One million words about the media alliance with the Democrat Party, and other un-Americana






Fred on Athen, AL






A Childhood in Athens
No Sign of Socrates, Though

This article by Fred Reed pretty much describes a place that no longer exists, but did, and should.  It is the America most of us grew up in (though many of us grew up in cities, and had a different range of regulation and lack of it).  This article pretty much illustrates what the Tea Party would like to bring about:  a nation of fewer regulations, and only those really necessary.  And of course with so few regulations, a lot of spending becomes irrelevant.  Wish I could go there today. - Skoonj





It is common for aging men, worn by the long years of drink and skirt-chasing and strenuous dissolution in the fleshpots of Asia, or any available fleshpots, to remember their youth in roseate hues that never were. But, dammit, we really did go barefoot. And had BB guns. And the dog could go anywhere it damned well pleased, and come back when it chose.

Athens, Alabama in 1957 was a small Southern town like countless others in Dixie with a statue of a Confederate soldier on the town square and little evidence of government of any kind, which was well since it didn’t need any. While the South had not fared well in its ardent resistance to Federal regulation a century earlier, still there was little meddling by Washington in my years there.

The South’s martial displeasure with Federal intrusion was remembered, though: When I moved down from Virginia, I was to other kids “the damyank on the corner” until I learned to wrap words in a comfortable padding of syllables, as God commanded.

On the square. While Southerners are the most patriotic and martial of Americans, they have the least use for Washington. In which I heartily concur.

Although my father was a mathematician at Redstone Arsenal in Huntsville, and perhaps entitled to social pretensions, he didn’t have any. Consequently I lived as a half-wild disciple of Tom Sawyer. So did most of the town’s boys. Come summer, we at first tentatively abandoned shoes.
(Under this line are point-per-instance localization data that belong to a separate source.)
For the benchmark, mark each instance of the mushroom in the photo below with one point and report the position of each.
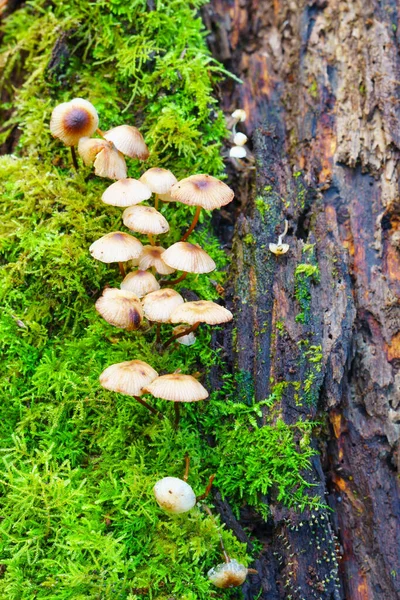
(128, 140)
(73, 120)
(126, 192)
(160, 182)
(146, 220)
(140, 283)
(116, 247)
(194, 313)
(152, 256)
(189, 258)
(120, 308)
(202, 191)
(129, 378)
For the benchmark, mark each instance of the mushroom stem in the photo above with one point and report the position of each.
(150, 408)
(122, 269)
(221, 542)
(74, 159)
(187, 465)
(175, 281)
(193, 225)
(185, 332)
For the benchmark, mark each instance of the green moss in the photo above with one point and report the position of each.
(78, 462)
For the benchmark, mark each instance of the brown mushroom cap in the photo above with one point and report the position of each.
(145, 219)
(128, 377)
(177, 388)
(120, 308)
(188, 257)
(129, 141)
(140, 283)
(73, 120)
(152, 256)
(202, 190)
(116, 247)
(203, 311)
(159, 305)
(159, 180)
(126, 192)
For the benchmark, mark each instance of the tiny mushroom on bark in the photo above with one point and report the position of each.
(126, 192)
(120, 308)
(129, 378)
(202, 191)
(116, 247)
(128, 140)
(140, 283)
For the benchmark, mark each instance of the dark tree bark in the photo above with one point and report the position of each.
(321, 89)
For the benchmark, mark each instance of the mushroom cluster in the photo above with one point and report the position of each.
(143, 300)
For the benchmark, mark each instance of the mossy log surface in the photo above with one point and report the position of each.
(321, 90)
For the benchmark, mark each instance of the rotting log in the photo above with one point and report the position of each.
(321, 89)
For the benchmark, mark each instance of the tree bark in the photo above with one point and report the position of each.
(320, 87)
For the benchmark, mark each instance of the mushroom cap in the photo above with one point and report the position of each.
(128, 377)
(177, 388)
(152, 256)
(185, 340)
(159, 305)
(140, 283)
(116, 247)
(145, 219)
(188, 257)
(226, 575)
(126, 192)
(110, 163)
(174, 495)
(237, 152)
(202, 190)
(88, 149)
(279, 248)
(239, 139)
(120, 308)
(159, 180)
(203, 311)
(129, 141)
(73, 120)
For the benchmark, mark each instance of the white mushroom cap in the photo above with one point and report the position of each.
(110, 163)
(88, 149)
(159, 305)
(129, 377)
(116, 247)
(140, 283)
(159, 180)
(126, 192)
(177, 388)
(203, 311)
(174, 495)
(279, 248)
(152, 256)
(202, 190)
(129, 141)
(185, 340)
(145, 219)
(239, 139)
(73, 120)
(188, 257)
(237, 152)
(120, 308)
(227, 575)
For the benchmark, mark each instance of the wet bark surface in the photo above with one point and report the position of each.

No one thought this odd, because it wasn’t.  Soon our soles toughened to leather and we walked everywhere, even on gravel, without ill effect.

And nobody cared. Oh sweet age of nobody cared.  Child Protective Services didn’t show up, officious passive-aggressive snots, to carry my parents away. Today they would, droning censoriously of hygiene and worms and crippling cuts from broken glass and parental irresponsibility.
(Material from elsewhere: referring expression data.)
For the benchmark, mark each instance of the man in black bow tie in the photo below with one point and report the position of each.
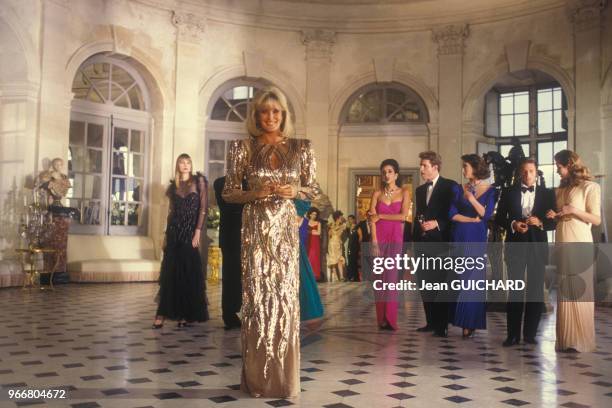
(431, 233)
(522, 213)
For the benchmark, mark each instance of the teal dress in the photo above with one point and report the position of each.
(310, 300)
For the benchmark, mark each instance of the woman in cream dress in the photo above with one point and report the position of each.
(578, 204)
(277, 169)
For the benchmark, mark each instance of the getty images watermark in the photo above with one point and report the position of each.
(481, 271)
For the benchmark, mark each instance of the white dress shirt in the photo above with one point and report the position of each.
(430, 189)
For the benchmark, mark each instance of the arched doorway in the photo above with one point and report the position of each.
(109, 147)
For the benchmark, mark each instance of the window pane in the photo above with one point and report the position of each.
(136, 99)
(121, 138)
(548, 170)
(545, 155)
(136, 141)
(76, 158)
(558, 124)
(217, 150)
(123, 102)
(134, 214)
(119, 189)
(137, 165)
(119, 161)
(133, 189)
(240, 92)
(544, 122)
(121, 77)
(95, 135)
(220, 110)
(215, 170)
(504, 150)
(556, 178)
(118, 214)
(557, 103)
(94, 161)
(521, 124)
(507, 125)
(521, 102)
(560, 145)
(77, 185)
(544, 99)
(506, 102)
(93, 186)
(90, 213)
(116, 92)
(77, 133)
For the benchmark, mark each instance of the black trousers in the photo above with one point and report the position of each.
(524, 308)
(231, 291)
(436, 303)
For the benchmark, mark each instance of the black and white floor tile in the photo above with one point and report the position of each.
(95, 342)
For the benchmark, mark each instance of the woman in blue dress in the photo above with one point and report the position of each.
(311, 309)
(472, 206)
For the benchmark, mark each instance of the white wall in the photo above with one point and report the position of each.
(184, 64)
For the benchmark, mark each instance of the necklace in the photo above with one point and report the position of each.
(389, 192)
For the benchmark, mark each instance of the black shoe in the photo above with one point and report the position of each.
(440, 333)
(510, 341)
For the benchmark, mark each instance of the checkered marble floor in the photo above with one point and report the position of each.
(95, 342)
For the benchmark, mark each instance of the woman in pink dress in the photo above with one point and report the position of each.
(389, 209)
(313, 243)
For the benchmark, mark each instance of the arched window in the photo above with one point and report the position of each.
(108, 147)
(383, 104)
(533, 110)
(227, 122)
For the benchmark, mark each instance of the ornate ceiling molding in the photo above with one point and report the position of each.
(585, 14)
(393, 17)
(191, 27)
(318, 43)
(450, 38)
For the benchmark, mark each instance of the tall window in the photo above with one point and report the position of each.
(227, 123)
(108, 148)
(537, 116)
(384, 103)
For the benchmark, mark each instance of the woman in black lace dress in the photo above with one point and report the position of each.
(181, 281)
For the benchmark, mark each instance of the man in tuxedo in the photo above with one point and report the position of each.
(522, 213)
(230, 224)
(432, 225)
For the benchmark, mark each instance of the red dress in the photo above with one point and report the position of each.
(314, 251)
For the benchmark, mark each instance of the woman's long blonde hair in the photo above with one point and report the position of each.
(578, 172)
(177, 173)
(261, 98)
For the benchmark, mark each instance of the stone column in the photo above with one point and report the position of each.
(318, 64)
(188, 137)
(54, 116)
(450, 40)
(586, 18)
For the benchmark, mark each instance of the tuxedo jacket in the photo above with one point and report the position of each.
(509, 209)
(230, 221)
(438, 209)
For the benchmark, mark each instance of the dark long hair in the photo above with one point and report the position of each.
(578, 172)
(480, 168)
(395, 165)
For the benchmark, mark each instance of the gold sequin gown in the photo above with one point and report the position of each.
(576, 319)
(270, 261)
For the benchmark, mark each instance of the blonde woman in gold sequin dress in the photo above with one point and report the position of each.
(578, 208)
(277, 169)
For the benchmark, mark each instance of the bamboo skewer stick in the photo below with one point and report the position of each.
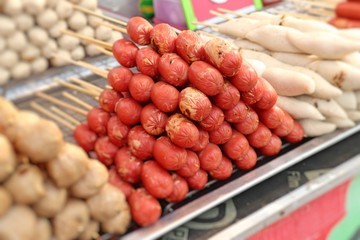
(212, 25)
(64, 115)
(77, 100)
(104, 51)
(60, 103)
(82, 9)
(231, 12)
(85, 84)
(76, 88)
(49, 114)
(95, 69)
(113, 27)
(88, 39)
(220, 15)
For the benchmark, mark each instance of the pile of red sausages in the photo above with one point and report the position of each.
(181, 111)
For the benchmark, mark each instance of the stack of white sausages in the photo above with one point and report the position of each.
(31, 32)
(313, 66)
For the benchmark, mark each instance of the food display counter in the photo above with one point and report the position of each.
(309, 190)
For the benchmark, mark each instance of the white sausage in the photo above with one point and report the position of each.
(8, 59)
(77, 21)
(325, 45)
(24, 21)
(339, 73)
(266, 37)
(341, 122)
(299, 109)
(314, 128)
(56, 30)
(289, 83)
(47, 18)
(17, 41)
(38, 36)
(329, 108)
(347, 100)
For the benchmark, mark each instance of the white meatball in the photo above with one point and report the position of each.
(39, 65)
(68, 42)
(13, 7)
(59, 59)
(38, 36)
(95, 177)
(87, 31)
(30, 53)
(93, 20)
(56, 30)
(47, 18)
(7, 158)
(7, 26)
(53, 201)
(26, 184)
(72, 220)
(42, 230)
(89, 4)
(103, 33)
(91, 50)
(2, 44)
(5, 200)
(70, 165)
(77, 21)
(115, 36)
(24, 21)
(17, 41)
(49, 49)
(19, 222)
(78, 53)
(4, 76)
(64, 9)
(34, 7)
(21, 70)
(8, 59)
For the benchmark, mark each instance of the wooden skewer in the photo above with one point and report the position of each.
(76, 88)
(82, 9)
(60, 103)
(104, 51)
(315, 3)
(212, 25)
(77, 100)
(95, 69)
(113, 27)
(231, 12)
(88, 39)
(220, 15)
(49, 114)
(64, 115)
(86, 84)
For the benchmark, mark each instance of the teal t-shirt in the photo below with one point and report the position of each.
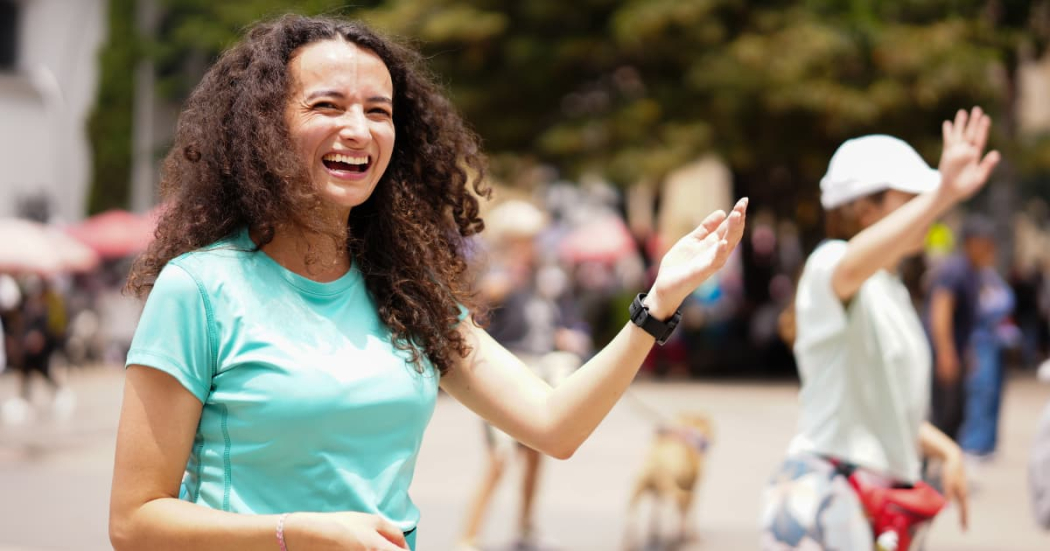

Many of my friends lost feet to these perils. To this day you can see them rolling about in wheel chairs in their dozens.

Foot-nekkid and fancy free, we went to the Limestone Drug Store on the town square, piled our ball gloves and BB guns inside the door, and read comic books for hours. The owner, a frizzzly redheaded man in his seventies whom we knew only as Cochie, liked little boys. Today this would be thought evidence of pedophilia and he would be required to undergo therapy and wear an ankle bracelet. Actually, Coochie just liked kids. And since it was his store, nobody at corporate got his panties in a knot because the comic books were read into virtual dust without ever being bought. The Federal government had not yet regulated small-town soda fountains to protect us.
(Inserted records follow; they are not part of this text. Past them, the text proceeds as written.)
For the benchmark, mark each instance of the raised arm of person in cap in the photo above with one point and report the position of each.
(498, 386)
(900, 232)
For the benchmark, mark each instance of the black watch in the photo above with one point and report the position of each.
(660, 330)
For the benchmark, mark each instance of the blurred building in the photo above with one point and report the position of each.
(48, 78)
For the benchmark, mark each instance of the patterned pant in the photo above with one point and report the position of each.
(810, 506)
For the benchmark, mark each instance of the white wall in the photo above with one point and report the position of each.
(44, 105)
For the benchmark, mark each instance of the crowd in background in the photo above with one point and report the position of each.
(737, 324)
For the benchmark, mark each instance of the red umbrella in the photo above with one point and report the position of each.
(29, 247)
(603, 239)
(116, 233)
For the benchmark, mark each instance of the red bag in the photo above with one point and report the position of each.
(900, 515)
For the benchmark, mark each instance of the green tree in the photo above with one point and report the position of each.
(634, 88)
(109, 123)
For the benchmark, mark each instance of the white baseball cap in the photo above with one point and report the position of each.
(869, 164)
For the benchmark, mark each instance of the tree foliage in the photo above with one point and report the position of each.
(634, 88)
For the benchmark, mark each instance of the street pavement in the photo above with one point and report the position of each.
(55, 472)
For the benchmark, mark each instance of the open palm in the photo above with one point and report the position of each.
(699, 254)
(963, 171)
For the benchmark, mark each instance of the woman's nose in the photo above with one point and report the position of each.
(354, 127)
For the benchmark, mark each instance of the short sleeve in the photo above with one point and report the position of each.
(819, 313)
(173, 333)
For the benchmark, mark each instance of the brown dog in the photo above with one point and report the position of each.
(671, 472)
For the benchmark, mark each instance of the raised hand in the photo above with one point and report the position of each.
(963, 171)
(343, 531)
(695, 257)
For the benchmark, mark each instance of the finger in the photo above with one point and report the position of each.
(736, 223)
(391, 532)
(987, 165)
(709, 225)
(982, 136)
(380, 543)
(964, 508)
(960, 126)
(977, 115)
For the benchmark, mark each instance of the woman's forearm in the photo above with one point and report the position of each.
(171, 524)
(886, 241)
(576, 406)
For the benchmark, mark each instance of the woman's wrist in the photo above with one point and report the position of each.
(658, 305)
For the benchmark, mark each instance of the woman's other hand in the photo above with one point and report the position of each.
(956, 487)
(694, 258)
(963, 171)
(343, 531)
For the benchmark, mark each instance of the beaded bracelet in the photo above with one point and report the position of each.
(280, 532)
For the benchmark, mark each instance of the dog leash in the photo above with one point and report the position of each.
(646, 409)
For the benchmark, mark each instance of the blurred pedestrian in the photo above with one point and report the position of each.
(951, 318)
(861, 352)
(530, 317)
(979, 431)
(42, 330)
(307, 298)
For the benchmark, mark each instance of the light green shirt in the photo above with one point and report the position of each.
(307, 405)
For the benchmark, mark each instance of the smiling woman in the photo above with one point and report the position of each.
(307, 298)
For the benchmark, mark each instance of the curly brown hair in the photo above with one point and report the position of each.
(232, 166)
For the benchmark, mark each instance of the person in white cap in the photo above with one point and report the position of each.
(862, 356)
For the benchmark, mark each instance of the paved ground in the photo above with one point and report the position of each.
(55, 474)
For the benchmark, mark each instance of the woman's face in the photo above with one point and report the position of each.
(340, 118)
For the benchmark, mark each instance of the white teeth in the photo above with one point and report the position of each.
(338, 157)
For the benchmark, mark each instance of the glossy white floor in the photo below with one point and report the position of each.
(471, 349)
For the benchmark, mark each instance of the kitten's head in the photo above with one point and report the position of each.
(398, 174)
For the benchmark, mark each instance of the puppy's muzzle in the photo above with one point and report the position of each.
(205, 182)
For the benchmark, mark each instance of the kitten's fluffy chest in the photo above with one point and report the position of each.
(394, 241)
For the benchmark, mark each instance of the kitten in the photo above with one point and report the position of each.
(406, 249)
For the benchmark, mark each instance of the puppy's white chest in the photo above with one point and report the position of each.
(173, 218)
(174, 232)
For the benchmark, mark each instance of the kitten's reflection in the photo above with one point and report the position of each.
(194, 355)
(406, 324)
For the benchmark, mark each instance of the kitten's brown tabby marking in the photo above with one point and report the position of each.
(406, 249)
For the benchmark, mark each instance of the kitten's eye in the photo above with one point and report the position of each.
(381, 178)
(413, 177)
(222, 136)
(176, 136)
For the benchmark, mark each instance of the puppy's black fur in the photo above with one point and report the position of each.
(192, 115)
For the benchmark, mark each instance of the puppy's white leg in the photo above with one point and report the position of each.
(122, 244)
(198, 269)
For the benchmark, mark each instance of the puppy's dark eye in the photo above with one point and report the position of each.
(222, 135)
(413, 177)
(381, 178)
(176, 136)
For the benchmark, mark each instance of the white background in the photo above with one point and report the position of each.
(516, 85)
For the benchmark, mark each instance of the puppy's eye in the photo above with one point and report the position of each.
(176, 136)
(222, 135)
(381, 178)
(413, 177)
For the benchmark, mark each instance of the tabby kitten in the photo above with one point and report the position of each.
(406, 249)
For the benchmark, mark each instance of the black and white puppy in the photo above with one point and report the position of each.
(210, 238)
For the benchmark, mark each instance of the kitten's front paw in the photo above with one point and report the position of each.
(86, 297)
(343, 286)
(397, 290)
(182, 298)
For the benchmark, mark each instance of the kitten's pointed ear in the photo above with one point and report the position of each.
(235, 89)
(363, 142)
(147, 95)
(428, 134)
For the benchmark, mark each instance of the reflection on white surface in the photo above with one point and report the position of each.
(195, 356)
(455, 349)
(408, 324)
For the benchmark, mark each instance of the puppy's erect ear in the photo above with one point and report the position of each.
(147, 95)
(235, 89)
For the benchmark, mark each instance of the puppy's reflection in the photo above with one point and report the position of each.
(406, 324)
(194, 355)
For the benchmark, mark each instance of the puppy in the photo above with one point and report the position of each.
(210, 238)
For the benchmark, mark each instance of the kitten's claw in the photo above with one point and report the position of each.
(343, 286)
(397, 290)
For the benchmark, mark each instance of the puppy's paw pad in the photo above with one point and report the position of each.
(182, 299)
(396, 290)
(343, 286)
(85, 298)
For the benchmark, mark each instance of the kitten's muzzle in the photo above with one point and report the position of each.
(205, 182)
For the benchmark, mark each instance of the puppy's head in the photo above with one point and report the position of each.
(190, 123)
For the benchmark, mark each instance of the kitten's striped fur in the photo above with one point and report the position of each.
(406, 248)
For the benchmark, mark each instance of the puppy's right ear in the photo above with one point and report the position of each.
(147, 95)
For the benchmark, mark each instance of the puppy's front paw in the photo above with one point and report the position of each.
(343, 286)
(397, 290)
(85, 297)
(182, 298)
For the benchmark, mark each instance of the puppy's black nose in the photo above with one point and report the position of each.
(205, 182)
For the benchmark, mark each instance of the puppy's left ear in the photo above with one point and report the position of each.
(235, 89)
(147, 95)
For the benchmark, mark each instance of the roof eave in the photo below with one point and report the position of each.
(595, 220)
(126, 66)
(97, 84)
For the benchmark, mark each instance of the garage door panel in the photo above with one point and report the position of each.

Still there, fifty-seven years later. Much changed inside but the current owners, whoever they are, had the decency to preserve the orignial soda fountain.
The devastating plagues that swept the South in those years, mysteriously unrecorded, were doubtless the result of bare feet in Limestone Drug.

BB guns, I said. We all had them. Most were the Red Ryder model, costing I think $4.95 in as-yet uninflated currency. Mine was the Daisy Eagle [Continued]



With maybe one exception (nobody had a BB gun) Fred's remembrance of his childhood in Athens, Alabama is identical to mine in Chicago, Illinois (albeit on the very border of Des Plaines).  However, if you substitute a .22 rifle and 12ga shotgun for the BB gun, things are identical with my summers with grandparents in Indiana.   I'm betting I'm not alone.